6. A career GPA of a 2.8 or higher and a major GPA of a 3.0 or higher.*
Option 1: Recommendation for Instructional I teacher certification by CHC certifying officer: 1) a major GPA of 3.0, 2) successful completion of teacher preparation program, and 3) receipt of passing scores on the required Praxis II or PECT tests (Core and Professional Knowledge) for the certification area. Students apply for Pennsylvania Instructional I Certification www.pa.nesinc.com (see handbook for instructions to Access TIMS Online PDE Certification )
Option 2: Recommendation for early childhood education BS degree with successful completion of required coursework only without Stage IV Clinical Field Experience
*Candidates who graduate with a GPA of 2.80-2.99 will not be eligible to be recommended for Early Education PreK-4 Certification unless they pass the requisite Praxis II examinations by a 1.0 or higher standard deviation above the qualifying score. For students who graduate with a 3.00 GPA or higher, the qualifying Praxis II score may be lower. Please contact an advisor for specifics.
The Teacher Education and Leadership Council (TELC), consisting of representatives of all teacher education programs in the unit, including deans and chairs, is the governing body for processes and decisions regarding teacher education candidates. Benchmark subcommittees, consisting of at least three program faculty will review all benchmark deficiencies, discuss, and make recommendations to the to the Council where final decisions are made. A deficient may be, for example, students who have less than a 3.00 GPA in the major at the time of application into the teacher education program (benchmark 1). Depending on the information submitted as part of the admissions process, the following might occur: a student would be advised to choose another major so that the student has time to fulfill the requirements for the new major or a student may receive conditional approval to continue one additional semester of coursework in order to meet admissions requirements. After examining the information, the TELC will notify the student’s advisor of the decision. A student will receive a letter from the TELC indicating the decision to include further steps necessary either to continue in the process of acceptance or to work with the advisor for other options. A student whose application for admission to the certification program is denied may appeal to a faculty panel made up of a minimum of three program faculty members, inclusive of the Chair of the Council. The faculty panel will review the information and make a final decision.

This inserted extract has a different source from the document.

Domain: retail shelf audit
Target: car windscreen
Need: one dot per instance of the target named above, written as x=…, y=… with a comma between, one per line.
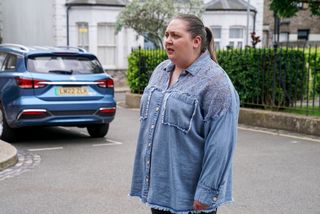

The Education Department uses criteria outlined in the practicum and student teaching handbooks to continually evaluate a candidate’s performance. If any concern about the candidate’s performance is raised during the practicum and/or student teaching experiences, the concern will be brought to the Division of Teacher Education and Leadership Council. Information and documentation will be gathered from faculty members as well as practicum and/or student teaching supervisors who have had the student in class. In addition, completed evaluations and other relevant information will be obtained in order to make a determination of the candidate’s continuation in the certification program.